Bloomberg recalled Scheindlin offering "strategic advice" to his opposition "even before the start of the case."
That accusation refers to an issue with a court policy known as the "related-case rule" which dictates that cases filed as "related" to earlier cases will go to the same judge that presided over the earlier related cases. This is why Scheindlin has presided over so many stop-and-frisk cases in her career.
"Throughout the case, we didn't believe that we were getting a fair trial," Bloomberg said. "This decision confirms that suspicion."
Bloomberg vowed the city will appeal the judge's ruling and said when they do, city lawyers will present evidence of the judge's "unfairness" to the Court of Appeals.
For his part, Police Commissioner Ray Kelly found the decision's allegations of racial profiling by the NYPD "disturbing and offensive" and called the accusation "recklessly untrue."
"We do not engage in racial profiling," Kelly said firmly. "It is prohibited by law, it is prohibited by our own regulations."
Kelly insisted that officers are taught reasonable suspicion is needed to justify a stop.

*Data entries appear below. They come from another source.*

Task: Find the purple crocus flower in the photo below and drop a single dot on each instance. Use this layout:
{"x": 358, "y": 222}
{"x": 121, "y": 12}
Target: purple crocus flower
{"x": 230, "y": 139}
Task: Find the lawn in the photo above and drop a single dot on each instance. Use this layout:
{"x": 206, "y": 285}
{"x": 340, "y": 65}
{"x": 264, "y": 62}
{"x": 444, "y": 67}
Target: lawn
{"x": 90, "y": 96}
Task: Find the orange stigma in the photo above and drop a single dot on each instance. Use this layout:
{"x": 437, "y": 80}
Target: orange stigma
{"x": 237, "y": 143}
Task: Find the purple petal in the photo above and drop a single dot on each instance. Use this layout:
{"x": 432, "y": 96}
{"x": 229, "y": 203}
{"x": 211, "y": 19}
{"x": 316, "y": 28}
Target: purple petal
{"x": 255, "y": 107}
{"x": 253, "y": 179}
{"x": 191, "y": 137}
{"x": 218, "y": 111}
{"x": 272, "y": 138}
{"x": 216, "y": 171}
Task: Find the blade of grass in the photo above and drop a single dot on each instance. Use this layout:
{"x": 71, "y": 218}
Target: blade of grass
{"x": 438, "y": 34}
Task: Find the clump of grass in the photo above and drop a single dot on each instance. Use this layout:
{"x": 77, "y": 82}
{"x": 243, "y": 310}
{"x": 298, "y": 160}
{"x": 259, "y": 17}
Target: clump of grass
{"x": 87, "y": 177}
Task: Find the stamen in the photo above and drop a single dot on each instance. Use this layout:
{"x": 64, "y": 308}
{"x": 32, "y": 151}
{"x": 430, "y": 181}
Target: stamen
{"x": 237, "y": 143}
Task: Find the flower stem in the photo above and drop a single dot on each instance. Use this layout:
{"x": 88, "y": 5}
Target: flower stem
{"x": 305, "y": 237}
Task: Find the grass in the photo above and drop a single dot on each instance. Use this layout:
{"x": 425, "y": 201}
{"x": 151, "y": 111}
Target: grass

"I can assure you that race is never a reason to conduct a stop," Kelly said.
Kelly stuck largely to statistics attested that the department acts first and foremost in the interest of the poorest New Yorkers: last year, he said, 97 percent of all shooting victims were black or Hispanic and living in low-income neighborhoods.
The NYPD has confiscated "about 8,000 guns" over the last decade using stop-and-frisk, Kelly said, but his critics "sneer" at the figure "because the number is 'too low' compared to the number of stops."
In 2011 alone, 685,724 stops were recorded, according to the Center for Constitutional Rights.
While the mayor attacked the various components of judge's ruling, arguing that a court-appointed monitor will weaken or endanger the police force, Kelly appeared unbothered by the prospect of a monitor.
"The appointment of a monitor, while unnecessary in this most monitored police department already, I believe will only document what we have known all along," Kelly said. "That the New York City Police Department saves lives and that it trains its officers to do so lawfully and with full respect of the Constitution that serves and protects us all."